Желтый двухэтажный особнячок с белыми колоннами среди закопченных махин 2-го Баркасного когда-то, должно быть, начинал загородным домом. Внутри, однако, царила энергичная современность: офисная мебель, компьютерные барышни, пара целеустремленных молодых людей посткоммунистического покроя, – но – истинные аристократы умеют быть заметными, даже отсевши в самый скромный уголок начальственного кабинета: я сразу понял, что этот седовласый Ференц Лист в поношенном летнем костюме и есть тот самый легендарный Лев Аронович
Левит. Лев Левит.
Чутко уловив в моем взгляде невольный излишек благоговения, Лев
Аронович поторопился увести беседу в менее патетическое русло: он отверг предложение Евгения Александровича Мравинского, чтобы посвятить себя воспитанию умственно отсталого сына. И все-таки литавры продолжают звучать в его душе…
– Все думают, что литавры – это медные тарелки. А на самом деле это такие латунные котлы с мембраной. Вы, может быть, замечали, литаврист проработает партию, а потом наклоняет ухо к мембране и начинает ее скрести – определяет высоту звука. А потом начинает подтягивать винты. Хотя кто смотрит на ударников… А между тем литаврист – это сердце оркестра! Юра Темирканов так и говорил: другие играют палочками, а ты играешь душой. Косой скользящий удар тарелками – и тут же развернуть их к залу!.. И разом оборвать, прижать к себе. Чтоб почувствовать, как они дрожат – как пойманная птица, как человеческая душа!

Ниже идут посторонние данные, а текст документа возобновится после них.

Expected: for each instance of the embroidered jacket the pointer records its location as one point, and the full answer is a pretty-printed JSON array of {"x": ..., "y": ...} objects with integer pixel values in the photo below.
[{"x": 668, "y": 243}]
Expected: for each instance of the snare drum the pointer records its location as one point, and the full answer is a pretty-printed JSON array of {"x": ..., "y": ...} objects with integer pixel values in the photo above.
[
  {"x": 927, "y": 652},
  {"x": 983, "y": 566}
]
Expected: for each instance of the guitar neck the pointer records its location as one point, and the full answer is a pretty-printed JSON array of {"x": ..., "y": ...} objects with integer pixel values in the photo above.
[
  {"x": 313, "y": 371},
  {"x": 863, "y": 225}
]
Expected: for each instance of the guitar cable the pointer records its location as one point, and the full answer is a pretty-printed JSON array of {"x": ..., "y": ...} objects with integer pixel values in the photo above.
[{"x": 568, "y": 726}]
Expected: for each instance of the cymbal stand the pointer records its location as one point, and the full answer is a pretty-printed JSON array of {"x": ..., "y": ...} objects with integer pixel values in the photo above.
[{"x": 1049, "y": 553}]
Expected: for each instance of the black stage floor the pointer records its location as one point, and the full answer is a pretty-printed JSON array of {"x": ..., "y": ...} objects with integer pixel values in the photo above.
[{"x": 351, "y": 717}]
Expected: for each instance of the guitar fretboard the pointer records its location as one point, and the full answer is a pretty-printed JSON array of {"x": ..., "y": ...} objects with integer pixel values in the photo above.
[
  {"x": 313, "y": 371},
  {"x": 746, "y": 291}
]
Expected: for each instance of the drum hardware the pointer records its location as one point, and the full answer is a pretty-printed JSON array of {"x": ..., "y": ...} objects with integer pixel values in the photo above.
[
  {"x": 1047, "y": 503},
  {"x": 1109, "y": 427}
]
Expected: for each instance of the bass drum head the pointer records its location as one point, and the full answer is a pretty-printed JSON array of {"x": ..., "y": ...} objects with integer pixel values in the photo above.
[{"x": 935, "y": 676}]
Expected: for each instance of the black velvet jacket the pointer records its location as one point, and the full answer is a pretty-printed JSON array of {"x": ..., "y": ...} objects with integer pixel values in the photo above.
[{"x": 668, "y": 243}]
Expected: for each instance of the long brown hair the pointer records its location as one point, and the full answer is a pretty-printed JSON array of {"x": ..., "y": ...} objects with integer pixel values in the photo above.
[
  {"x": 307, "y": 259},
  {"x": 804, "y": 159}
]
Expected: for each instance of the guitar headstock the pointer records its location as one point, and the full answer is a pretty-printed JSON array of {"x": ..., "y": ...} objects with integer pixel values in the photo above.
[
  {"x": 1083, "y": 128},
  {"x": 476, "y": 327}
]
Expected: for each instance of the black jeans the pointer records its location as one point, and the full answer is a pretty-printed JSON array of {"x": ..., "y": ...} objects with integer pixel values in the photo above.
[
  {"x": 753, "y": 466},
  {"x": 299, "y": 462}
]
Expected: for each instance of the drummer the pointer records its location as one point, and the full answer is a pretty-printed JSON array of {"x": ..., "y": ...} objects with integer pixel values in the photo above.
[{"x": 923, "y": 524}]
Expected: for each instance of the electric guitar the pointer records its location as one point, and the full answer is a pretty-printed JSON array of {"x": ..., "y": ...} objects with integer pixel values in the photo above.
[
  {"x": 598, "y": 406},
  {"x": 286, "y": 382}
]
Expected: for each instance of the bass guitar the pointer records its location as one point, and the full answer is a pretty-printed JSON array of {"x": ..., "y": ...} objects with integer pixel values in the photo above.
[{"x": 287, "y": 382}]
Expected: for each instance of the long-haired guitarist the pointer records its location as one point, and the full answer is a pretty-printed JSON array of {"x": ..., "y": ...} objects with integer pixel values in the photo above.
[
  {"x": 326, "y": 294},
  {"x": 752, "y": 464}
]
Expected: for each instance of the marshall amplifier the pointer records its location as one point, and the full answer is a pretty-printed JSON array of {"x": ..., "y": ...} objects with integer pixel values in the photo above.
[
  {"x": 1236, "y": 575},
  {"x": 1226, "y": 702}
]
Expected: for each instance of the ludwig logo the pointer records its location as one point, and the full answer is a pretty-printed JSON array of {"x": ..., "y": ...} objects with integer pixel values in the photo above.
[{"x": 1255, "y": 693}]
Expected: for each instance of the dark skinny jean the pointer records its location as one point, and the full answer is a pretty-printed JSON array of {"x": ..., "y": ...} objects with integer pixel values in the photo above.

Он говорил со мною будто задушевным другом: Вагнер, Тангейзер, гибель богов – теперь он понял, что это такое – мир без бога, теперь он и сыграл бы совсем по-другому, но он посвятил себя гораздо более высокому делу! Возлюбить не за силу, талант, красоту, но воистину по милосердию – это была высота почти божественная. Отсвет божественности лежал на каждом лике решительно каждой из подтягивающихся на наше заседание несчастных мам. И если бы не возвышающий обман служения, почти все они были бы обречены на ординарность.
Вот эта крупная, с продавленным широким носом бой-баба все-таки ни на миг не забывала о застывшей рядом немой дочери, ее уменьшенной карикатурной копии, и на каждое ее мычание, не прерывая напористой обличительной речи, прямо рукой утирала ей вскипавшую в углу жабьих губ желтую слюну, так же машинально отирая пальцы о подол. И это было неизмеримо более трогательно, чем тысяча мадонн с ангелочками на руках.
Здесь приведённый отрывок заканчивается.